Afterwards, as my aging back creaks in protest, I will help wash a mountain of dishes, sweep and mop the floor. By that time, it will be late evening, and only then will I, and the few other unfortunate females in the house, finally ‘relax’ and get to eat a proper meal.
But I used the word relax for lack of a better word because once in a while, I will be expected to get up to heat some food for a hungry child or a visitor, (read gate crasher) - my in-laws are people persons, therefore we get lots of ‘gate-crashers’ during such occasions. I have said before that I am a light sleeper, but every Christmas day, for over 10 years now, when my head touches the pillow, I sleep like the dead, a welcome price for exhaustion.
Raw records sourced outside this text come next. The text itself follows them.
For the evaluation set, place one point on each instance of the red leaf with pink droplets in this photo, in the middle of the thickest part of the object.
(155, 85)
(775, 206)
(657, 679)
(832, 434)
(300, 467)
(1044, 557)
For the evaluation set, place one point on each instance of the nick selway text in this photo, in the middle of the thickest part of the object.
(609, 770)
Before I go on, though this might come across as whining, it is far from it. I know how fortunate I am to have a family to spend this day with at a time when many extended families are no longer as close as they were. So yes, in spite of the hard work that is my Christmas, I have a lot to be grateful for.
That out of the way, Christmas is not a woman’s holiday, at least not here in Kenya. I agree with fellow writer, Karimi Gatimi, that on this day, we get the short end of the stick, the raw deal.
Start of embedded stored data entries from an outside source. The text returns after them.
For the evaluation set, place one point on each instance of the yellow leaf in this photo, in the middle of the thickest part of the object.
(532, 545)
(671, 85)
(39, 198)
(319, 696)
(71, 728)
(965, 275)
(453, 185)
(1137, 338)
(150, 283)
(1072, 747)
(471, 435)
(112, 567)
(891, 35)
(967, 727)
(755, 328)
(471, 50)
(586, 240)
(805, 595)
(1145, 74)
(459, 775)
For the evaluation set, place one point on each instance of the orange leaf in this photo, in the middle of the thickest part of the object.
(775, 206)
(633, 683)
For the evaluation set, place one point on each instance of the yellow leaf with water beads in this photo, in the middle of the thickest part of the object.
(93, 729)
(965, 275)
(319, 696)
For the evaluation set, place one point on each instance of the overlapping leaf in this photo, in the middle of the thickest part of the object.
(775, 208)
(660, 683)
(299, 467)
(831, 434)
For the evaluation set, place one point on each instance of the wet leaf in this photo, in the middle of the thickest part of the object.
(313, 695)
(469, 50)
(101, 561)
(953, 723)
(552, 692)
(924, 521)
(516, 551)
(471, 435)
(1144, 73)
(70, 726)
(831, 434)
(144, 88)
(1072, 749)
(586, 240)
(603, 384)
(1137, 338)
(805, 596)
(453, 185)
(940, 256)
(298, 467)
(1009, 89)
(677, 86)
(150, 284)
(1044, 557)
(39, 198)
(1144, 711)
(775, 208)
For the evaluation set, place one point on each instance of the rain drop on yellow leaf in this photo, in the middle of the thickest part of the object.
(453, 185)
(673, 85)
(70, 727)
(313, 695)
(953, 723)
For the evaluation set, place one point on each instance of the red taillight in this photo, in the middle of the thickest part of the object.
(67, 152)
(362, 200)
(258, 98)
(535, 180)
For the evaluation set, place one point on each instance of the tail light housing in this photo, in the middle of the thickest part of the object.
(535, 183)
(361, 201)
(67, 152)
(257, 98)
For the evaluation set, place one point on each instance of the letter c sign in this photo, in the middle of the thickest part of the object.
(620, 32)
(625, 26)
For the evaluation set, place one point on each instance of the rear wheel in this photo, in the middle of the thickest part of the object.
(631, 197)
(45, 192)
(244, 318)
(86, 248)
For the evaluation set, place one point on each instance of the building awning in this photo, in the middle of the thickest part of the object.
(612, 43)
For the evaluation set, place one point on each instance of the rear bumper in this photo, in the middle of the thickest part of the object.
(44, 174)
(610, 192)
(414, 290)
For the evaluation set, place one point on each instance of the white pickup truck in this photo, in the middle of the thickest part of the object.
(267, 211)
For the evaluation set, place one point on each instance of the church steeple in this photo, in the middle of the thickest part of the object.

As the men sit under a tree eating roast meat and drinking beer, we women slave it out in hot kitchens, lighting fires, chopping and dicing, boiling, frying and stewing. Food that we will serve to men already with toothpicks in their mouth since they will have feasted on part of the meat beforehand.
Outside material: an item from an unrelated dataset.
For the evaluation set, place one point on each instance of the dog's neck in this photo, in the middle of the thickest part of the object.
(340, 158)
After that we will collect the dirty dishes as we serve them water and tea. Before this, we will have fed the children, in between soothing the irritable ones and refereeing the bickering ones. Next year, I will take Karimi’s advice and book a girls’ Christmas in February, where I will leave baba watoto with the children for a few days to try and forget the slavery I was subjected to, today.
So, yes, I am really envious of you, dear reader, because as I pound this mukimo, sweating with exertion, arms aching, you are sprawled on a sun lounger under an umbrella by the beach or poolside, sipping an exotic cocktail or chilled juice.
I imagine that around 6pm, you and your family will stroll back to your room, take a cool shower then head to the hotel’s restaurant where you will partake of a sumptuous buffet that you did not lift a finger to prepare. Filled to the brim with rich food an hour or so later, you will stroll back to your ventilated room, having left your empty plates on the table to be washed and scrubbed by someone else.
Now that is the Christmas of my dreams. But, as we say here in Kenya, utarudi tu…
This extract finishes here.